Abstract
1. Whole blood histamine content was measured in 80 patients with myeloproliferative disease. Increased levels were found in 60 per cent of patients with uncontrolled polycythemia vera, in 7 per cent of patients with polycythemia vera being controlled by myelosuppressive therapy, and in 71 per cent of a group with "spent" polycythemia, myeloid metaplasia and myelofibrosis.
2. The excretion of histamine in the urine was measured in 60 patients, 30 with elevated blood histamine and 30 with normal blood histamine. The urine findings paralleled the blood findings in 90 per cent of the cases.

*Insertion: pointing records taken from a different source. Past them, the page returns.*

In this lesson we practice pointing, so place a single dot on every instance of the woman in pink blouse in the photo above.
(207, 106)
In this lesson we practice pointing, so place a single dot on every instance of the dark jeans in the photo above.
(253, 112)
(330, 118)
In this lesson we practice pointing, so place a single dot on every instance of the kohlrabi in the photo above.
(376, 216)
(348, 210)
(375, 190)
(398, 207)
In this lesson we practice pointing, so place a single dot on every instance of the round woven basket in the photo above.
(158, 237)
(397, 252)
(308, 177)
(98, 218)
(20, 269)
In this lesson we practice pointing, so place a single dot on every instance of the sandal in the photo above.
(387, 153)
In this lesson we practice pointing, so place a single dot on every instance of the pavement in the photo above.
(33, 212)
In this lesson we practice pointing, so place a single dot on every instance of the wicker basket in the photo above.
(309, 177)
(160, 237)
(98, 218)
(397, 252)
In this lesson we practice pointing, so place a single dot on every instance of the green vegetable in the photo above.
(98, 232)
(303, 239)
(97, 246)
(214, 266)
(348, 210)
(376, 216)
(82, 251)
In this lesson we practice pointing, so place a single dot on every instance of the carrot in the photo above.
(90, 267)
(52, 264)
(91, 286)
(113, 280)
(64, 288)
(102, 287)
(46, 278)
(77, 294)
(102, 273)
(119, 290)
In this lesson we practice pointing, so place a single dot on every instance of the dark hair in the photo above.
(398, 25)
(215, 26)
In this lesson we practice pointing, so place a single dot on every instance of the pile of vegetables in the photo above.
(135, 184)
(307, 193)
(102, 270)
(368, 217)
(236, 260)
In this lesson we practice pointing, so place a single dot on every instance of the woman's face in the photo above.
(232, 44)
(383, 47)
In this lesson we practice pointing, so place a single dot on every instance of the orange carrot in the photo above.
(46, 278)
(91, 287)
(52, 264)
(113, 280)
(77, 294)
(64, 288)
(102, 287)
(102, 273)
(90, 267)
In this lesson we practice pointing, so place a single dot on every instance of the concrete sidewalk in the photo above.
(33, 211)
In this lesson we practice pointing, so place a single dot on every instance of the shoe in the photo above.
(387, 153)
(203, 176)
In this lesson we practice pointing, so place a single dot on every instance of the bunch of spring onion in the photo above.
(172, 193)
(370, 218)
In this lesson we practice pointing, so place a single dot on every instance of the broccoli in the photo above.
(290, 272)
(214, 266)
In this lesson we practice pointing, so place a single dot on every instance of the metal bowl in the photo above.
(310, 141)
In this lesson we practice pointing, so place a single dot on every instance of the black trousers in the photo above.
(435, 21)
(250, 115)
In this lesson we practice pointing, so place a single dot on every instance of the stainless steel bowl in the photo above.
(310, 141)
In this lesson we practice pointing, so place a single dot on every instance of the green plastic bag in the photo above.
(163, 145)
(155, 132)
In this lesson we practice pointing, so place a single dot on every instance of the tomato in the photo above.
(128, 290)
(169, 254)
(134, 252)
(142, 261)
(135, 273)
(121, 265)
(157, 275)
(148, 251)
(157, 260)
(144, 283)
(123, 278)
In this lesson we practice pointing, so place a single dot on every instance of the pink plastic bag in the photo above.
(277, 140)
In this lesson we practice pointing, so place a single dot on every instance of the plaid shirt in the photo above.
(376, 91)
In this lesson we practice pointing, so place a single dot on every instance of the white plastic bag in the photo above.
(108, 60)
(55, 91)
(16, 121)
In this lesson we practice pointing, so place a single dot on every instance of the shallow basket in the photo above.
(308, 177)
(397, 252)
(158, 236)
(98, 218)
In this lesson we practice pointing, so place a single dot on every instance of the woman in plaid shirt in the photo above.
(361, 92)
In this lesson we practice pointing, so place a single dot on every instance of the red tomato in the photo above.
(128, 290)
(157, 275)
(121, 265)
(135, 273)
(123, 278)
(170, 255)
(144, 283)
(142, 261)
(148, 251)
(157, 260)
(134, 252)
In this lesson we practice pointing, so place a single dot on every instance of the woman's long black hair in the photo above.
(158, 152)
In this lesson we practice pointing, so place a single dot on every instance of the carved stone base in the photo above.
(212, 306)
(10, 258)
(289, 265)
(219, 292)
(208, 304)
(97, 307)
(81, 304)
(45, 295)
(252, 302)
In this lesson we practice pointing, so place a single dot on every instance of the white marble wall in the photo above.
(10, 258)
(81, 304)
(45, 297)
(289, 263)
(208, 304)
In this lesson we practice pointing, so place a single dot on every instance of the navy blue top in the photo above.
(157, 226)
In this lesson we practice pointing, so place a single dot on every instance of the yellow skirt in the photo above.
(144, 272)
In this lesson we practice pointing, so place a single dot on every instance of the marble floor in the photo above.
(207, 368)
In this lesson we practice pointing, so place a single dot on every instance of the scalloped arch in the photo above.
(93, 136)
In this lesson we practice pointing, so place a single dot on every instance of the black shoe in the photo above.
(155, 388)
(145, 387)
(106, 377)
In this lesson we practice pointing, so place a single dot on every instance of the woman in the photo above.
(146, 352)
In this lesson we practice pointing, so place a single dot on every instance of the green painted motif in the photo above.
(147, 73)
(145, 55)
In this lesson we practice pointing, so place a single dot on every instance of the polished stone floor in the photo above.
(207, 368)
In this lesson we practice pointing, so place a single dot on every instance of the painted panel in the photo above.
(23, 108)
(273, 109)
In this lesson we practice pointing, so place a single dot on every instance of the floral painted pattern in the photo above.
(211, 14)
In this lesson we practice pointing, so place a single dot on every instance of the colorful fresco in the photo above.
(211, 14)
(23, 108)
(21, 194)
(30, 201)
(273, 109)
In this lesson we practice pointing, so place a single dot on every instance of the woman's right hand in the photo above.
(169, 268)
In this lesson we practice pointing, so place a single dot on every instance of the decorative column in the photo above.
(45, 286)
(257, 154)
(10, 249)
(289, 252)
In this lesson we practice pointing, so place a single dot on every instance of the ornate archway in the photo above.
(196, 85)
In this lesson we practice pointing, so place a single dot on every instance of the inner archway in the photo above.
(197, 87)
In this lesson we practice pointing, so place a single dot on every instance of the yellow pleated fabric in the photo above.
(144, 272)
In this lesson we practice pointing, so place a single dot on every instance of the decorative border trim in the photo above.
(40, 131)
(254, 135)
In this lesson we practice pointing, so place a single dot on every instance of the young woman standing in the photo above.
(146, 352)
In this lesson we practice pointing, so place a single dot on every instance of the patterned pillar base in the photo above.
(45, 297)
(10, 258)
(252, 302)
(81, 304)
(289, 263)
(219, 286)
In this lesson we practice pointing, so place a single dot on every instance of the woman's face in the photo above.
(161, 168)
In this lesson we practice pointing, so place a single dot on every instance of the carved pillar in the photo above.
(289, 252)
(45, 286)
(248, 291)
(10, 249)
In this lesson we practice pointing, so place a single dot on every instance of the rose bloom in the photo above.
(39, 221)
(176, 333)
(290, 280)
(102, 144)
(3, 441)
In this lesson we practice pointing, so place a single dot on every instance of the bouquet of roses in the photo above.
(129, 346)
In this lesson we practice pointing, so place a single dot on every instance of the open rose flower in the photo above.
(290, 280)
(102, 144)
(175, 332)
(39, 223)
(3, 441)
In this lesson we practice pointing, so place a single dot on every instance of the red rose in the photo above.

3. Measurements of cell-poor and cell-rich fractions of blood showed that the histamine is contained in the white cell fraction. Elevated basophil counts were present in 50 per cent of the patients and occurred with the greatest frequency in the groups with elevated blood and urine histamine. A rough correlation between the basophil count and the histamine content of blood and white cell fractions was observed in normal subjects and most cases with myeloproliferative disease. Data obtained in some cases of myeloproliferative disease suggest that the histamine content of the basophil may be abnormal and that other granulocytes may contribute to the total leukocyte histamine.

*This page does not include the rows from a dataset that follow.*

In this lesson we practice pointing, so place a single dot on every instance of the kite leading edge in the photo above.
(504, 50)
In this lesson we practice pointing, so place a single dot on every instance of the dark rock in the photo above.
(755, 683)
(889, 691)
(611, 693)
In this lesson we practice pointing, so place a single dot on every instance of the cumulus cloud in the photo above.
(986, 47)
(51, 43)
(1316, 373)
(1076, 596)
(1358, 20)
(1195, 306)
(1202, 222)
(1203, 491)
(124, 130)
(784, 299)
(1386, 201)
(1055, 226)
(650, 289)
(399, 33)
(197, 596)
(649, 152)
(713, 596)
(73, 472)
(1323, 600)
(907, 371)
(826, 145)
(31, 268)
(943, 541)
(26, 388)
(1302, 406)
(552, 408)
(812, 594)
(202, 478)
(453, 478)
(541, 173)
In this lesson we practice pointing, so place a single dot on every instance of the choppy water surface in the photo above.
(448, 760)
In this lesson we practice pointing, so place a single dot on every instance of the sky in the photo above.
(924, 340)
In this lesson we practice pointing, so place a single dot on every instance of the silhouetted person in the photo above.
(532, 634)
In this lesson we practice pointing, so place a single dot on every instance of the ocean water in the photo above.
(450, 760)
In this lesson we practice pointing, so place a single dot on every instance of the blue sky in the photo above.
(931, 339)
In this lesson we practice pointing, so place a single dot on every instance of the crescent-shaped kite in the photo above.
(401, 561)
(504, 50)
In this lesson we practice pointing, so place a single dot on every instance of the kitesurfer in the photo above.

4. Myelosuppressive agents produced a reduction in histamine (expressed per 109 myeloid cells) and a decrease in urine histamine as control of the myeloproliferative process was achieved. Treatment with phlebotomy alone produced no change in histamine levels.

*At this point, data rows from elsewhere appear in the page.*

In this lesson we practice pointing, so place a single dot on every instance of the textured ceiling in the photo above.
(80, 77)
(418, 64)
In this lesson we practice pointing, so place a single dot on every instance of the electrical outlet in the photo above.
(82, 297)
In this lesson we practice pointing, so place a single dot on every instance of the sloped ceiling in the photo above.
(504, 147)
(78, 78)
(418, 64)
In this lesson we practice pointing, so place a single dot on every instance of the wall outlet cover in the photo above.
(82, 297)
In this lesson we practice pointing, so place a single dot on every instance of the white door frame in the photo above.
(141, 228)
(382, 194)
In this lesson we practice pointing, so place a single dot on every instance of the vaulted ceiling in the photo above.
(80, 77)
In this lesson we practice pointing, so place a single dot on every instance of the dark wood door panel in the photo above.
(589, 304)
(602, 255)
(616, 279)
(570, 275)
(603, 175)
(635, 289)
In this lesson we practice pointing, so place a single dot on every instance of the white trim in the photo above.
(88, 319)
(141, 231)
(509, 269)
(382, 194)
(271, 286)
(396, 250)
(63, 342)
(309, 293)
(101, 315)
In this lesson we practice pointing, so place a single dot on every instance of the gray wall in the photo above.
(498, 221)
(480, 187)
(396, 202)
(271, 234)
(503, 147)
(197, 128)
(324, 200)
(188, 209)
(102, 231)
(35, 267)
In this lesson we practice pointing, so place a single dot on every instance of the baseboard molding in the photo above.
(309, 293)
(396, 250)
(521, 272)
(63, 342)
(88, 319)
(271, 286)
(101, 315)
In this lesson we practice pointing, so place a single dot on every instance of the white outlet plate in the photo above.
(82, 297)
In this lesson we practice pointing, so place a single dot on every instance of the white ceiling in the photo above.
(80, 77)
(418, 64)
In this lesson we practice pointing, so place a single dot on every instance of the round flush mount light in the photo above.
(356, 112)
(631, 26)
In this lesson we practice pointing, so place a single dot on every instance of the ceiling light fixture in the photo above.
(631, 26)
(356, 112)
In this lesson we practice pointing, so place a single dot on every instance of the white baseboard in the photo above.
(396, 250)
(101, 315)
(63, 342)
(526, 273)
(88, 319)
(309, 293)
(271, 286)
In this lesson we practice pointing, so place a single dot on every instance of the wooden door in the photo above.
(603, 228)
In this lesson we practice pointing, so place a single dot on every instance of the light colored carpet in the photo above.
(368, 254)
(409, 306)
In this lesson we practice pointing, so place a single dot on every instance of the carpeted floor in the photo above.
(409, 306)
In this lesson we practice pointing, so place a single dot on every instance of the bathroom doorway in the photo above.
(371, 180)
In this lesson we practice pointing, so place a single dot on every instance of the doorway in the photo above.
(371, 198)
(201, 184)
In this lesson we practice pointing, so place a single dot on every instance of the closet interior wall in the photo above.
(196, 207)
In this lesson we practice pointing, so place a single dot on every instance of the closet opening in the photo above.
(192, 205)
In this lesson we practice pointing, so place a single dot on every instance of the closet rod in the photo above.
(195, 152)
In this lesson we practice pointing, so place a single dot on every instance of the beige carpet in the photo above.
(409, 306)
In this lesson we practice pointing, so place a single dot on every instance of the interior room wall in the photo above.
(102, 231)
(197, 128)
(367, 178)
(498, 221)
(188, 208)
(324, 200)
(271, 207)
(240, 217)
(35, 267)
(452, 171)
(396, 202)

5. The incidence of pruritus, upper gastrointestinal distress and urticarial manifestations was increased 7-fold, 4-fold and 12-fold, respectively, in patients with elevated histamine levels as compared with those who had normal histamine levels.
6. Cyproheptadine, a potent antihistaminic, successfully controlled pruritus, relieved pyrosis and suppressed urticarial eruptions in patients with elevated histamine levels. Suppression of the reaction to subcutaneously administered codeine (a histamine-releaser) afforded objective evidence that cyproheptadine blocked the effects of histamine release in vivo.
7. The metabolism of histamine and the role of elevated histamine levels in the clinical manifestations and pathophysiology of myeloproliferative disease are discussed.